Hacker News new | ask | show | jobs
by brianwski 4528 days ago
Backblaze employee here - it is honestly just a spreadsheet that kicks out the answer. Every month we ask 20 or so suppliers for the lowest price for each drive type. If Hitachi are 10 percent more expensive but fail 10 percent less often, that balances out and we buy Hitachi. But if it is 12 percent more costly then we get the other brand. There is a tiny bit of free preference leeway given to Hitachi because it means less hassle to our over worked datacenter team...
1 comments

If I'm not reading it wrong then your data says that the Hitachi drives have half the Annual Failure Rate, or less, than the others (in your setup). Not sure what this means in MTBF but the Hitachi's sure seem to be worth a whole lot more, certainly 10, 20 or 30 percent more - no?
I don't think the math works. I posted this above:

I think the calculation is replacing one drive takes about 15 minutes of work. If we have 30,000 drives and 2 percent fail, it takes 150 hours to replace those. In other words, one employee for one month of 8 hour days. Getting the failure rate down to 1 percent means you save 2 weeks of employee salary - maybe $5,000 total? The 30,000 drives costs you $4 million, so who cares about $5k here or there?

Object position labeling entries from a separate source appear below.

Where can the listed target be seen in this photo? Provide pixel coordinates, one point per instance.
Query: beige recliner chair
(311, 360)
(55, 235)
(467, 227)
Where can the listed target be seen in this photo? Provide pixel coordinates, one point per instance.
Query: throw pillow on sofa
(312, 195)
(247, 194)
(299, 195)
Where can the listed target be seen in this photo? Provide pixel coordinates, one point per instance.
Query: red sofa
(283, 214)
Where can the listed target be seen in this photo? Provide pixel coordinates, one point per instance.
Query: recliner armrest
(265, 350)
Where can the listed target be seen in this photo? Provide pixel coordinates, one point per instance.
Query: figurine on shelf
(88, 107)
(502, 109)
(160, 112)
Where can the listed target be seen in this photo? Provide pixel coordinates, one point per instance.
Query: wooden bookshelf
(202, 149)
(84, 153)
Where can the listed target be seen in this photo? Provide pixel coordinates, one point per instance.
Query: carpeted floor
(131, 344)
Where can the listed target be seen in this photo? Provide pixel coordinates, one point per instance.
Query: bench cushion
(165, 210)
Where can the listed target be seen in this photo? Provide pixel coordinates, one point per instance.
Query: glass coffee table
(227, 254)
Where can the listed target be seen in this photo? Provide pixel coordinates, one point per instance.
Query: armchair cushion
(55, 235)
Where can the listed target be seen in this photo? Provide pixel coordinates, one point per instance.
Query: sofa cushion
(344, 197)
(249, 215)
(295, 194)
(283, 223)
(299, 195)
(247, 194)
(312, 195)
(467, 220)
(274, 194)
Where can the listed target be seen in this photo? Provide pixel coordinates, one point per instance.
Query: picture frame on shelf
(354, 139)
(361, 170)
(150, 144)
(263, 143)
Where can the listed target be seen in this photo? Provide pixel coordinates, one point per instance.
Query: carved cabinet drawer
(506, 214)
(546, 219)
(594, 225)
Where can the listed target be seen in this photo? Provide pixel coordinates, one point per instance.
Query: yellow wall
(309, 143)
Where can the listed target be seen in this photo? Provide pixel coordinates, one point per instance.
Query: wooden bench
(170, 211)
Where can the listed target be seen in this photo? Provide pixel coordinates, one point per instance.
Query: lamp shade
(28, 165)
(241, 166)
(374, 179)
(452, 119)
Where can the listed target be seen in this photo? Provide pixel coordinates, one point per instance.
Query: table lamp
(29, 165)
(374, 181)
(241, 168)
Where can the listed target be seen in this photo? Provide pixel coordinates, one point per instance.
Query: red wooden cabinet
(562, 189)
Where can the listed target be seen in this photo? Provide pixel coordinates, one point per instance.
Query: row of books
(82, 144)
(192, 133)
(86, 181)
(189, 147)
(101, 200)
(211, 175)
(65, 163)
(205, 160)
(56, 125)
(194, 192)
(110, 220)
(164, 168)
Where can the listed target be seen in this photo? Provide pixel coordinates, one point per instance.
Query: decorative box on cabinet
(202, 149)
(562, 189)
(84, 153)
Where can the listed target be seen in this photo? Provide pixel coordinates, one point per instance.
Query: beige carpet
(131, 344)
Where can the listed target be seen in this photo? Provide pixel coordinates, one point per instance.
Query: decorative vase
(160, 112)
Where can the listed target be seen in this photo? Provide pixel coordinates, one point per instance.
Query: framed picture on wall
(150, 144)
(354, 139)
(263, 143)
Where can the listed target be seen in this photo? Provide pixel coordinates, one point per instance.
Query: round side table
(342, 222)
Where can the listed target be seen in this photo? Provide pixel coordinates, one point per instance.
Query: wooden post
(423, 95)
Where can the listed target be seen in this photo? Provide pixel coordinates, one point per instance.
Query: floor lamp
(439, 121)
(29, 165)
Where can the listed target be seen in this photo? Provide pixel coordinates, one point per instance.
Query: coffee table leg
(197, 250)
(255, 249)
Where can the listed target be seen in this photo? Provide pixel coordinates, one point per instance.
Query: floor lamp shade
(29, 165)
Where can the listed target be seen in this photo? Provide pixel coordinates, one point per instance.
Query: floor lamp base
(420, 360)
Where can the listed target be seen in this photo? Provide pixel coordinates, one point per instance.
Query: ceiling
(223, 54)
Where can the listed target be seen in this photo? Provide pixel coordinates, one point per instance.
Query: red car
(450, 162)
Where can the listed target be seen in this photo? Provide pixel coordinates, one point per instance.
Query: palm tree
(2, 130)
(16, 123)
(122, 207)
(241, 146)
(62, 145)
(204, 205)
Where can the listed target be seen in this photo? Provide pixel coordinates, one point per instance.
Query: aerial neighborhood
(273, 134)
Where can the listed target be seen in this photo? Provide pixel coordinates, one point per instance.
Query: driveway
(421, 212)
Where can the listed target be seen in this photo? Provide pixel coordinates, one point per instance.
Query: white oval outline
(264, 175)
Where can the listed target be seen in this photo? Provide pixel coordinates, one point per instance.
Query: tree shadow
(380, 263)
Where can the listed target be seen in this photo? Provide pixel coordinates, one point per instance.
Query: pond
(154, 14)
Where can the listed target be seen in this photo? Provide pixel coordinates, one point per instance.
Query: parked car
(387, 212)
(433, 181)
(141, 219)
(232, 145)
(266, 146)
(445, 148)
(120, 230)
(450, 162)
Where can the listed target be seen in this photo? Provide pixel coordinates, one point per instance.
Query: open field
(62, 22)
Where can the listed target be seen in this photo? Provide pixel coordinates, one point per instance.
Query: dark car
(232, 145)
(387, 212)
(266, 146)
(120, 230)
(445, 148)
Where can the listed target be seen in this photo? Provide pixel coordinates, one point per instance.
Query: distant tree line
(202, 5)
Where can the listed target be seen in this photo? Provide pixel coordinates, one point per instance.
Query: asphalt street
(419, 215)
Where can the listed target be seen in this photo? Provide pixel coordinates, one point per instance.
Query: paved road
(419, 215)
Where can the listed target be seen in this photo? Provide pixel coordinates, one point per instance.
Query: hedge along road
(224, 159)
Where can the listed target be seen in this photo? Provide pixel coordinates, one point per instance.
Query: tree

The $5k/$4million means the Hitachis are worth 1/10th of 1 percent higher cost to us. ACTUALLY we pay even more than that for them, but not more than a few dollars per drive (maybe 2 or 3 percent more).

Moral of the story: design for failure and buy the cheapest components you can. :-)

Ok, after converting to MTBF the numbers make more sense: An AFR of 0.9% means a MTBF of 968947 hours (111 years). An AFR of 3.2% means a MTBF of 269346 hours (31 years).

I guess an MTBF of 31 years is plenty for your needs. Thanks again for sharing the data.

I think the failure rate will go up in old age. I just don't see those drives still working in 100 years.